Ce samedi 23 avril, Théo Ngabidge Kasi, le gouverneur du Sud Kivu, dans l’est de la République démocratique du Congo (RDC), a révoqué son ministre provincial des Mines, Hydrocarbures et Ressources hydrauliques, Apollinaire Bulindi. Motif évoqué : le ministre était “suspecté d’entretenir l’exploitation illicite des minerais”.
Une décision qui ne devrait pourtant pas remettre en cause le trafic de matières premières dans l’est de la RDC et au Rwanda, à la lecture du rapport qui sera présenté ce mercredi par Global Witness, une ONG internationale qui travaille sur les liens entre l’exploitation des ressources naturelles, les conflits, la pauvreté, la corruption et les violations des droits de l’homme dans le monde,
En effet, ce rapport d’une soixantaine de pages, qui a nécessité plus de six mois d’enquête sur le terrain et des dizaines d’interviews avec tous les acteurs directs ou politiques de ce dossier, démontre que “l’un des principaux mécanismes de contrôle utilisés dans cette industrie pourrait en fait faciliter le blanchiment de minerais en provenance de mines contrôlées par des milices, ou produits grâce au travail d’enfants. Ce mécanisme, auquel de nombreuses sociétés internationales font confiance pour s’approvisionner de façon responsable, serait également utilisé pour blanchir des minerais de contrebande ou faisant l’objet de trafics”.
Le principe est d’une simplicité et d’une “efficacité” redoutables. ITSCI, c’est le nom du système mis en cause, certifie que les minerais sont issus d’exploitations qui ne sont pas entre les mains de milices et qui ne recourent pas au travail des enfants, il garantit donc, à l’aide d’étiquettes sur des sacs scellés avant toute exportation, la traçabilité de ces minerais. Estampillés ITSCI, ceux-ci (surtout les 3T : étain, tungstène, tantale) se retrouvent ensuite dans des fonderies aux quatre coins du monde avant d’être intégrés dans des composants électroniques utilisés par des grandes marques internationales.

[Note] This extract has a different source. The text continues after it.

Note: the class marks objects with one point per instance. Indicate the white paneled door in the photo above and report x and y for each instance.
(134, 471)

En six mois d’enquête, Global Witness démontre que les minerais issus d’exploitations vraiment certifiées ne représentent qu’une petite partie de ce qui est exporté avec la garantie ITSCI (le système financé par les taxes payées par les exportateurs). La faute notamment aux agents de l’État, peu regardants, qui acceptent de sceller des sacs et de certifier des mines qui ne devraient pas l’être. L’ONG pointe aussi un dysfonctionnement général et systémique, mettant en lumière la responsabilité de ceux (businessmen et responsables politiques) qui ont érigé ce système en partant du postulat qu’il était préférable qu’ils mettent eux-mêmes au point une certification qu’ils puissent contrôler aisément. Les entreprises internationales, elles, se réfugient derrière la norme ITSCI, promues par les gouvernements de la RDC et du Rwanda. Tout le monde s’y retrouve, le business peut donc continuer, mais aussi l’exploitation des enfants, la prolifération des milices et les conflits qui ensanglantent la région. Ce qui ressort de ce rapport, c’est que l’hypocrisie règne en maître, ce système de certification est trop facilement contournable et contourné.